Mit dieser Aussage wird Albert Einstein in Bezug auf sein eigenes Tätigkeitsfeld nicht unrecht gehabt haben. Universell ist sein Zitat aber eher weniger zu gebrauchen, schon gar nicht beim Thema Investment. Für die Realisierung einer verrückten Idee wird man nämlich kaum einen Geldgeber finden. Investoren zu überzeugen ist selbst mit einer guten Idee schon schwierig genug. Die Liste der Erfolglosen ist lang, der Friedhof solcher Ideen groß.
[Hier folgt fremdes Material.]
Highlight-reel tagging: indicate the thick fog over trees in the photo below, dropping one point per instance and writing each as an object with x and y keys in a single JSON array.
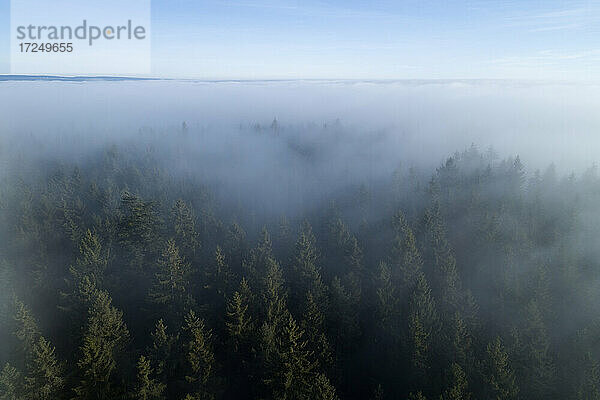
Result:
[{"x": 299, "y": 240}]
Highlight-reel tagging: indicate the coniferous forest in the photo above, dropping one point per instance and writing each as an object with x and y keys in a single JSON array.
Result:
[{"x": 123, "y": 277}]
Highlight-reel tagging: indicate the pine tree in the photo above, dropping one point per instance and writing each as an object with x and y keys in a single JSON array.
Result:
[
  {"x": 323, "y": 389},
  {"x": 200, "y": 358},
  {"x": 26, "y": 328},
  {"x": 498, "y": 374},
  {"x": 44, "y": 379},
  {"x": 105, "y": 337},
  {"x": 458, "y": 389},
  {"x": 306, "y": 273},
  {"x": 11, "y": 385},
  {"x": 186, "y": 236},
  {"x": 239, "y": 320},
  {"x": 171, "y": 281},
  {"x": 532, "y": 350},
  {"x": 92, "y": 260},
  {"x": 313, "y": 324},
  {"x": 241, "y": 339},
  {"x": 422, "y": 326},
  {"x": 161, "y": 351},
  {"x": 147, "y": 388},
  {"x": 405, "y": 256}
]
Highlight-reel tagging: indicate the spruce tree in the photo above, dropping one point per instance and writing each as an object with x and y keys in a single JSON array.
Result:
[
  {"x": 106, "y": 336},
  {"x": 147, "y": 387},
  {"x": 44, "y": 378},
  {"x": 499, "y": 376},
  {"x": 200, "y": 358}
]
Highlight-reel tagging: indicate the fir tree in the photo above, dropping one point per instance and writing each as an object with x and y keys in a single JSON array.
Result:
[
  {"x": 147, "y": 388},
  {"x": 200, "y": 358},
  {"x": 105, "y": 337},
  {"x": 44, "y": 379}
]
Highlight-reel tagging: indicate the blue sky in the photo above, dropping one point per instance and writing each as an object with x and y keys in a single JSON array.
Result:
[{"x": 381, "y": 39}]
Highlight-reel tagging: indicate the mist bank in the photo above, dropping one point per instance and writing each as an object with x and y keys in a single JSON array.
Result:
[{"x": 421, "y": 121}]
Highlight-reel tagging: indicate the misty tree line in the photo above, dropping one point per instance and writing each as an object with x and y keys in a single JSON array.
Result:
[{"x": 120, "y": 281}]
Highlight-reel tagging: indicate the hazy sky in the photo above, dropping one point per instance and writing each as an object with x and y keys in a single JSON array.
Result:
[{"x": 257, "y": 39}]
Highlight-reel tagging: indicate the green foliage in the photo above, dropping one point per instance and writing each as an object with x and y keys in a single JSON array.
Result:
[
  {"x": 11, "y": 385},
  {"x": 200, "y": 358},
  {"x": 105, "y": 337},
  {"x": 147, "y": 388},
  {"x": 407, "y": 288},
  {"x": 499, "y": 376},
  {"x": 44, "y": 379}
]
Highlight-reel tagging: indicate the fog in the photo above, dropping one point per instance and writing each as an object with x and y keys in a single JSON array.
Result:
[
  {"x": 328, "y": 134},
  {"x": 542, "y": 122},
  {"x": 470, "y": 207}
]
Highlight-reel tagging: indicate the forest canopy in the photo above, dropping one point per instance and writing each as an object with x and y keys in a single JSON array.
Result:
[{"x": 128, "y": 274}]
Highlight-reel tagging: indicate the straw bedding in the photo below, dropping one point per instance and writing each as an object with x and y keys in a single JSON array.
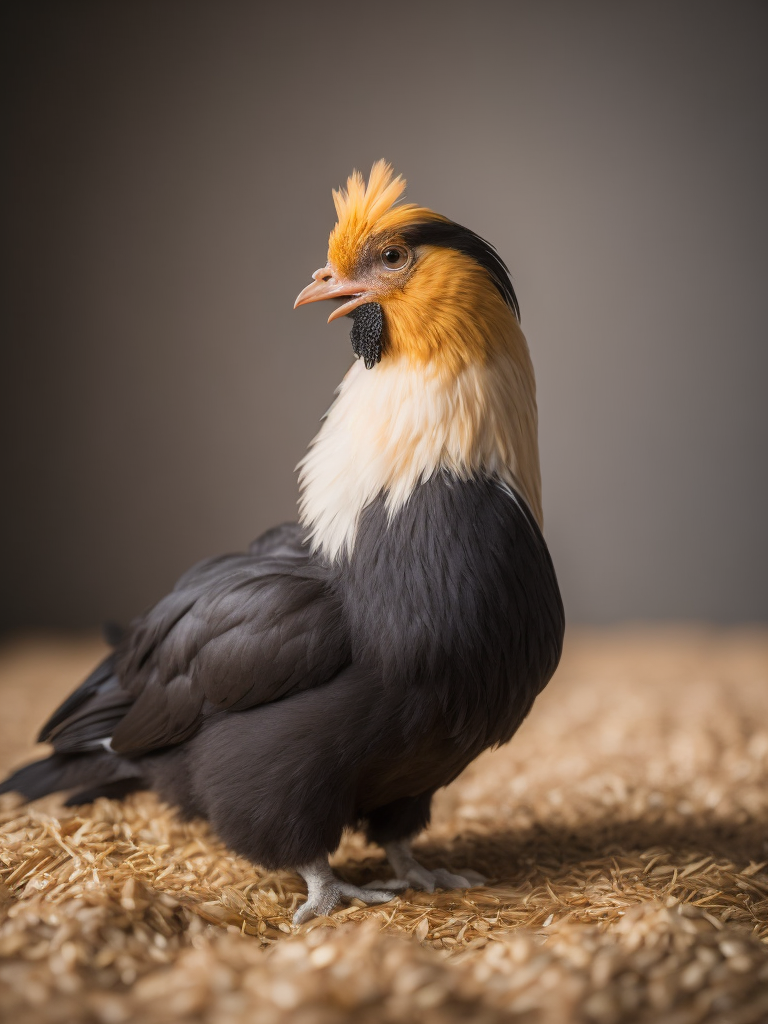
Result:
[{"x": 624, "y": 833}]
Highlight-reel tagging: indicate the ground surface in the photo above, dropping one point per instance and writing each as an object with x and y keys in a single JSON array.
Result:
[{"x": 625, "y": 833}]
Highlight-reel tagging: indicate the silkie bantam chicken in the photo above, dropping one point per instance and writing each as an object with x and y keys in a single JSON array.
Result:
[{"x": 349, "y": 665}]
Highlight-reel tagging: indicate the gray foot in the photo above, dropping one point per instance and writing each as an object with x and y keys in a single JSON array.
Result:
[
  {"x": 412, "y": 873},
  {"x": 325, "y": 892}
]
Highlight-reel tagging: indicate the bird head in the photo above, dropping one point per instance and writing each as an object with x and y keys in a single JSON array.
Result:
[{"x": 417, "y": 285}]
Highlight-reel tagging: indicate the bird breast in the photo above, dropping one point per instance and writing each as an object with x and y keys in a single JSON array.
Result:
[{"x": 398, "y": 424}]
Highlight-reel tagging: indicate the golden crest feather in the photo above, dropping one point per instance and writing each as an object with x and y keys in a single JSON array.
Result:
[{"x": 363, "y": 209}]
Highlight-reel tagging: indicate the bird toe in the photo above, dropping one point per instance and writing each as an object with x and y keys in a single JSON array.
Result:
[
  {"x": 366, "y": 894},
  {"x": 396, "y": 885},
  {"x": 320, "y": 903}
]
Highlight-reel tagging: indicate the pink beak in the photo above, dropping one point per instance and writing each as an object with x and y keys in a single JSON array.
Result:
[{"x": 326, "y": 286}]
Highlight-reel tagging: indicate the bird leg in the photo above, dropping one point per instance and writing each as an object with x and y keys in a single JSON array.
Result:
[
  {"x": 326, "y": 891},
  {"x": 411, "y": 873}
]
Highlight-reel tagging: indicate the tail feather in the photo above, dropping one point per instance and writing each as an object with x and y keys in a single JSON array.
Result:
[{"x": 65, "y": 771}]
Das Problem ist wie immer das Risiko – die Waagschale jedweden Investments. Wird es genügend Käufer geben? Wird das Produkt am Ende überhaupt funktionieren? Wer kein Geld für einen Prototypen zur Verfügung hat, wird sich auch keine fundierte Marktanalyse zur Verifizierung leisten können. Kostengünstige Umfragen helfen da auch nur bedingt. Nur weil jemand angibt, an etwas interessiert zu sein, heißt das noch lange nicht, dass er letztlich auch dazu bereit ist, bares Geld zu zahlen. Ein Dilemma, dem die Schwarmfinanzierung Abhilfe schafft.